Les viols sont beaucoup plus nombreux qu’on ne le pense. L’affaire Weinstein a donné l’occasion à beaucoup de femmes de raconter ce qu’elles avaient vécu et n’avaient jamais dit ; seules 10% de femmes dénoncent un viol ou une agression sexuelle.

 Ces comportements sont punis par la loi. Le problème des féministes est son application, la difficulté d’avoir des preuves en cas de viol en particulier et de non consentement aux relations sexuelles. Les tribunaux il y a quelques mois considéraient encore qu’une enfant de 13 ans pouvait avoir donné son consentement à des attouchements et pour une fille de 15 ans ayant subi un viol suivi de grossesse, ils ont requalifié l’affaire faisant passer le crime relevant de la cour d’assise à un délit relevant du tribunal de grand instance. Les féministes ont protesté sur Twitter et les décisions réexaminées.

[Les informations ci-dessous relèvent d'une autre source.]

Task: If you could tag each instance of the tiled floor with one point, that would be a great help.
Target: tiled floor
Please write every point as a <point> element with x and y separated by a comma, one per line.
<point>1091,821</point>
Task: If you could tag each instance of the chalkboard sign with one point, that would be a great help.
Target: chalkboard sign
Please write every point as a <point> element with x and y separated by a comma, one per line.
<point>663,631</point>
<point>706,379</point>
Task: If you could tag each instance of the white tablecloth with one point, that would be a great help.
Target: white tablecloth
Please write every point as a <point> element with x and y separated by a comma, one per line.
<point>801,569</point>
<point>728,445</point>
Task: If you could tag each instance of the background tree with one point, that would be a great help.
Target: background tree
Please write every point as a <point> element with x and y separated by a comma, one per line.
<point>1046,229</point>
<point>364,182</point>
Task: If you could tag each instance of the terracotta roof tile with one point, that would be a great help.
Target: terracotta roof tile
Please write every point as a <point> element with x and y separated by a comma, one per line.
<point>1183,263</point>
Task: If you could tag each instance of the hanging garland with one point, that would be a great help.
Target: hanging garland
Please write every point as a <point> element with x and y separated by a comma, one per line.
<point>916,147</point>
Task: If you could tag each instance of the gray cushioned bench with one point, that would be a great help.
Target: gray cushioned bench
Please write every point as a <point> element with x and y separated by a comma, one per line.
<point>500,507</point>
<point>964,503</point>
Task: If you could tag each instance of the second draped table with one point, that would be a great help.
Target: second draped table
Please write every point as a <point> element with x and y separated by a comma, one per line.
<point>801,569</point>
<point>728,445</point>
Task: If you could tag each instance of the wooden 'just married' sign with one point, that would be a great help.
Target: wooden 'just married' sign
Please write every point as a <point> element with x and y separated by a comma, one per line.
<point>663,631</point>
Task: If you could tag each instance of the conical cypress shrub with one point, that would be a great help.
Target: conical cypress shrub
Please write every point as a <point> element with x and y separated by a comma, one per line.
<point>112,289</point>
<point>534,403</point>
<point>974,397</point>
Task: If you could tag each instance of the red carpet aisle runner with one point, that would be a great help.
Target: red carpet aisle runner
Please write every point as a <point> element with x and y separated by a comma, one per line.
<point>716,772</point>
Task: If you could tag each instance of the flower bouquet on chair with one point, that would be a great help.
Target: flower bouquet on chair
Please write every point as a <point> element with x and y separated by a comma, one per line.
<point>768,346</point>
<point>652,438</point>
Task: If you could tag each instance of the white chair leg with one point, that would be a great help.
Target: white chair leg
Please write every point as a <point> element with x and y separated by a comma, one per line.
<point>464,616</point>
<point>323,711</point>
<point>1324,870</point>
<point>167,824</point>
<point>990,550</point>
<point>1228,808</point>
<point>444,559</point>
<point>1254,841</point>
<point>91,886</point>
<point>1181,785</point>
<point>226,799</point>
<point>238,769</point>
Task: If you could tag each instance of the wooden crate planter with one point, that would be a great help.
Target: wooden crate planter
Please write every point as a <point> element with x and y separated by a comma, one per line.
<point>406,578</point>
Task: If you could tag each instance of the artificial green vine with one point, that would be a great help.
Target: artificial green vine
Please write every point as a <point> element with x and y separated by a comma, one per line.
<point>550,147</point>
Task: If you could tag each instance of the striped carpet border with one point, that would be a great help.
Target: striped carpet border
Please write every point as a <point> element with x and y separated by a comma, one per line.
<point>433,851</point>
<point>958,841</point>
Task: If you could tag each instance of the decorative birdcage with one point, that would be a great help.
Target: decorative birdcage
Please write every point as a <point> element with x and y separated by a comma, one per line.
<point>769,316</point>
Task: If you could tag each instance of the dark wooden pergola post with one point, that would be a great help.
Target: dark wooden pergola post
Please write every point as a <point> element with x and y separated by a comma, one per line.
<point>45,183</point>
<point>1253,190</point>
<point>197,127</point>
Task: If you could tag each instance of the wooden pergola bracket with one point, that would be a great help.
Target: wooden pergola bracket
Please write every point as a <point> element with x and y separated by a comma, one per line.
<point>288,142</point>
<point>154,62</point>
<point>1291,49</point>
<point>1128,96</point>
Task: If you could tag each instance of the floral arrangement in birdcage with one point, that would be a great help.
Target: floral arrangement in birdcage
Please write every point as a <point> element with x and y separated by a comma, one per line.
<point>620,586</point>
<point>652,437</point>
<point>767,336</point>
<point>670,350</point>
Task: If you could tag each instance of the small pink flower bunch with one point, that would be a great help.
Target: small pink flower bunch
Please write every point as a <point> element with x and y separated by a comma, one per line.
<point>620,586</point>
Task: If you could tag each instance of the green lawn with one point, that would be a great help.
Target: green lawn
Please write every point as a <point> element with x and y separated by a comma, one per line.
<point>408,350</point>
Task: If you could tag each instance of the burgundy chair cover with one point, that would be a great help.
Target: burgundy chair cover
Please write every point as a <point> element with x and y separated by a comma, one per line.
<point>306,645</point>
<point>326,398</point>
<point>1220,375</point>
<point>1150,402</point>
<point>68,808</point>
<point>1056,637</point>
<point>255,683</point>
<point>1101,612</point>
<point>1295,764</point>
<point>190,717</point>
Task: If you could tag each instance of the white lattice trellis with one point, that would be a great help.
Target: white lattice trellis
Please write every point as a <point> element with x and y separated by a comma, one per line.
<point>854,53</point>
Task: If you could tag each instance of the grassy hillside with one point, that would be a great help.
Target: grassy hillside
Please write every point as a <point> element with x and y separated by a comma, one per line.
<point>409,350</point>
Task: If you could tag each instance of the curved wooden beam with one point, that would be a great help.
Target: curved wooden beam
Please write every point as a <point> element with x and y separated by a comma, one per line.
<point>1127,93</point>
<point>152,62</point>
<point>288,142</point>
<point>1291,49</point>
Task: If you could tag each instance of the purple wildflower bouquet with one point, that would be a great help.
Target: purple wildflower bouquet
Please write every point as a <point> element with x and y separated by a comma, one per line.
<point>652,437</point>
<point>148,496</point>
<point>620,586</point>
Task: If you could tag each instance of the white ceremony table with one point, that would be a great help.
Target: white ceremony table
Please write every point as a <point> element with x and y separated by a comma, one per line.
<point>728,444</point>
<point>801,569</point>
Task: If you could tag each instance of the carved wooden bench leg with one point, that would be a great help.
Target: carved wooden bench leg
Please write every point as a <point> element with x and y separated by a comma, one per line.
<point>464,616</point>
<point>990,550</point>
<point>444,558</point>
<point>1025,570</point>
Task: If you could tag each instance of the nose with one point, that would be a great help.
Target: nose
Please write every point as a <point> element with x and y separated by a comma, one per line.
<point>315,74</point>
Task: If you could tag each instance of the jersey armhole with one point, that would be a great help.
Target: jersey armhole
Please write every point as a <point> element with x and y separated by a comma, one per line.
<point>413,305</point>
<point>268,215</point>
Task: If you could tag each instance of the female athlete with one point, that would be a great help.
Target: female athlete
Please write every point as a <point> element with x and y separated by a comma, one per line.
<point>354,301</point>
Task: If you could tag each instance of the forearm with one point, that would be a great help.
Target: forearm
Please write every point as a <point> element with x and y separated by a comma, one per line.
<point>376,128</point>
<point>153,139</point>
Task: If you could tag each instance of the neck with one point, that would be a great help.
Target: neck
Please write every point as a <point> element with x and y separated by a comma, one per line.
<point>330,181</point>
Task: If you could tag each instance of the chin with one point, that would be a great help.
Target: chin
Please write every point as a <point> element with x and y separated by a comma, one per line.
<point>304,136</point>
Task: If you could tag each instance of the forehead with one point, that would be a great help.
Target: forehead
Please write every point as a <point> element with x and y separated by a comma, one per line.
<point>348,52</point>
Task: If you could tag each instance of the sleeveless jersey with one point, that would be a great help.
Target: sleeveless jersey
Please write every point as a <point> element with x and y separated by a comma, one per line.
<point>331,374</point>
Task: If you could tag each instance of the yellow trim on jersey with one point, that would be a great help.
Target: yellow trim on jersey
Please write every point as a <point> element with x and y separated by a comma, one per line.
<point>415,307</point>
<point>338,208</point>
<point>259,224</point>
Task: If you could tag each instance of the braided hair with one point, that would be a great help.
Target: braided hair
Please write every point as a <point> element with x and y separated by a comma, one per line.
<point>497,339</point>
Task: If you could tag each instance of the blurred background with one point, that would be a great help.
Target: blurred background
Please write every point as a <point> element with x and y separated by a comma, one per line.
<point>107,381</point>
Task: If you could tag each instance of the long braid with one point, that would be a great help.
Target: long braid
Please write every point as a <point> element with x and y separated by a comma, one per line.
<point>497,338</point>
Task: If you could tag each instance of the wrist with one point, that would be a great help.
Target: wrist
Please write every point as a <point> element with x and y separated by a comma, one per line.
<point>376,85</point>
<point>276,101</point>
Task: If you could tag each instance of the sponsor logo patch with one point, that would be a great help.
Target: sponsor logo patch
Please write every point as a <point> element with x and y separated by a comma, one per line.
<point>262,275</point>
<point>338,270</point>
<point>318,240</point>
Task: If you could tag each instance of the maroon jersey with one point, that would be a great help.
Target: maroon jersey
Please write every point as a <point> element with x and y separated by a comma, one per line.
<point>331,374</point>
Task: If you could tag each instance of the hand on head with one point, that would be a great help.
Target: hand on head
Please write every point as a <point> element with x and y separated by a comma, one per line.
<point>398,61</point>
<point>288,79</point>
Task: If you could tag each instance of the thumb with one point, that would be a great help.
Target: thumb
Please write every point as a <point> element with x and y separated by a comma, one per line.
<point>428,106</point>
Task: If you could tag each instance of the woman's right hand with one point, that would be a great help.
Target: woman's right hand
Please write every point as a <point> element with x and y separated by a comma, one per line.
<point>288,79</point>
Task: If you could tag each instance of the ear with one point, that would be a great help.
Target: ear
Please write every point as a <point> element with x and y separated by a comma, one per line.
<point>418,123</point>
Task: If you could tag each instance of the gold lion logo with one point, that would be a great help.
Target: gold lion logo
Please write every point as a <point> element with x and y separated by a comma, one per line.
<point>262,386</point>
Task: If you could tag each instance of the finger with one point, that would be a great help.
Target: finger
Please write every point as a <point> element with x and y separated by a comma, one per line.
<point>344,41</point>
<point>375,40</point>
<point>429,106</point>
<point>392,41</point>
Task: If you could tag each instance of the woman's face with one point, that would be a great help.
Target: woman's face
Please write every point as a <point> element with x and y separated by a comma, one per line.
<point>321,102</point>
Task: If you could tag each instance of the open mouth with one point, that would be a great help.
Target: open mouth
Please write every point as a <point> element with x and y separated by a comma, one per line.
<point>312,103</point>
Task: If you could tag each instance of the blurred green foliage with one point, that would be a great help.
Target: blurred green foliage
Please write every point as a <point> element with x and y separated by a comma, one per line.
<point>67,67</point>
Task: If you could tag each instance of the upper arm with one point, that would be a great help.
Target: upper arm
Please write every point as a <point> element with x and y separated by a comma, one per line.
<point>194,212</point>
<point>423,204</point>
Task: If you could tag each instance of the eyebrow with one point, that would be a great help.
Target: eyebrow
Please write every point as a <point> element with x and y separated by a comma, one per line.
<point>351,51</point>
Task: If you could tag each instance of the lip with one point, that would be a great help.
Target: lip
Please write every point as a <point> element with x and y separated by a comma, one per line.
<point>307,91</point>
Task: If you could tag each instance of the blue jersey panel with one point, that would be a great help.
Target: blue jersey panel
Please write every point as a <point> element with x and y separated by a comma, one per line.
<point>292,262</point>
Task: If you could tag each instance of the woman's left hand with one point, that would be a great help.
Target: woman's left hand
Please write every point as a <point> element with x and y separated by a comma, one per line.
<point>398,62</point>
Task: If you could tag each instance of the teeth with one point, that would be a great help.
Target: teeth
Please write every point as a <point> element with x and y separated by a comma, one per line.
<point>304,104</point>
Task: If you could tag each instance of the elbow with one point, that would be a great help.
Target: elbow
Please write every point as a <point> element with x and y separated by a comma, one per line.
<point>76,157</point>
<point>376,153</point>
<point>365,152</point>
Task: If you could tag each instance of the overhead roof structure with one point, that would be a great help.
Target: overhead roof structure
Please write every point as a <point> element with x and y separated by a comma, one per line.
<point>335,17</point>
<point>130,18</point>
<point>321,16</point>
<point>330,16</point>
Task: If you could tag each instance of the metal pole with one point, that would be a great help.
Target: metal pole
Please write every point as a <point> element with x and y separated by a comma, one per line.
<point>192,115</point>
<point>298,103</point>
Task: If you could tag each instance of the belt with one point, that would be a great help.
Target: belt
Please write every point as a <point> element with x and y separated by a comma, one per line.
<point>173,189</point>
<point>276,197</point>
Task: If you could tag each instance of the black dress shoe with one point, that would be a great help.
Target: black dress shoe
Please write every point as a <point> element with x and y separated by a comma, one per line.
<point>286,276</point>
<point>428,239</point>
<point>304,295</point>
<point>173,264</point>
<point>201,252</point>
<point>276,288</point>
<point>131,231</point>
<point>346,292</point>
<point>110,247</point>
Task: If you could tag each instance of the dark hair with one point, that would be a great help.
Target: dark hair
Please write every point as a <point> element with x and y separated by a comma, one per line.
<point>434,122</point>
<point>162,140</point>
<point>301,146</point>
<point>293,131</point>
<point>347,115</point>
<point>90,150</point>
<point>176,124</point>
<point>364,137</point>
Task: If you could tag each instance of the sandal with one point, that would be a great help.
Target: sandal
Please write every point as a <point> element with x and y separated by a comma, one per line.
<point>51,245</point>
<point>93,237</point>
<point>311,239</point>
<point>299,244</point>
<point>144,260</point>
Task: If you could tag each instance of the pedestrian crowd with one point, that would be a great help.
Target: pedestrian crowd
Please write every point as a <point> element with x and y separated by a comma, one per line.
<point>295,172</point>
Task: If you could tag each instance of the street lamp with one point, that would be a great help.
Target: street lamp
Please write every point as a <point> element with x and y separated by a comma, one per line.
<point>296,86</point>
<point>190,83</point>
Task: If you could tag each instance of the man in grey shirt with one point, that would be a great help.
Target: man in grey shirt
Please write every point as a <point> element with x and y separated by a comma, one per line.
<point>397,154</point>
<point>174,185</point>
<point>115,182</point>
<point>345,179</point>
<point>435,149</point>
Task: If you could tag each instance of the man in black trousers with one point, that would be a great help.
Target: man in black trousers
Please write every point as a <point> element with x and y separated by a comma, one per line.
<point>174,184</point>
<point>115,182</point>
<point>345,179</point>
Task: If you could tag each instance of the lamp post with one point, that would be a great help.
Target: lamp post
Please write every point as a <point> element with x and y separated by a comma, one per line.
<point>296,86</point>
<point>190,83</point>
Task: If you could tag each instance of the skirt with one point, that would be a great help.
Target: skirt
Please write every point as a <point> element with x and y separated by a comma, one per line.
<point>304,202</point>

 Quand les modalités sont subtiles :

Il s’agit de comportements vus souvent comme des comportements masculins normaux : toucher le corps d’une femme (les fesses, les seins, le sexe) dans l’espace public, le pelotage dans les transports en commun (Voir le film égyptien « les femmes du bus 678) ou au travail où le harcèlement sexuel est moins visible mais présent. : cf le geste de Laurent Baffie soulevant la jupe de Nolwenn Leroy lors d’une émission de « Salut les Terriens » (voir Le monde 2/10/2017). Elle a dit que c’était un ami et elle a remis sa jupe avec fermeté mais sans le lui reprocher, considérant qu’un ami pouvait se comporter ainsi, sans doute. cf aussi les témoignages de femmes qui modifient leur habillement pour garder leur liberté d’aller et de venir.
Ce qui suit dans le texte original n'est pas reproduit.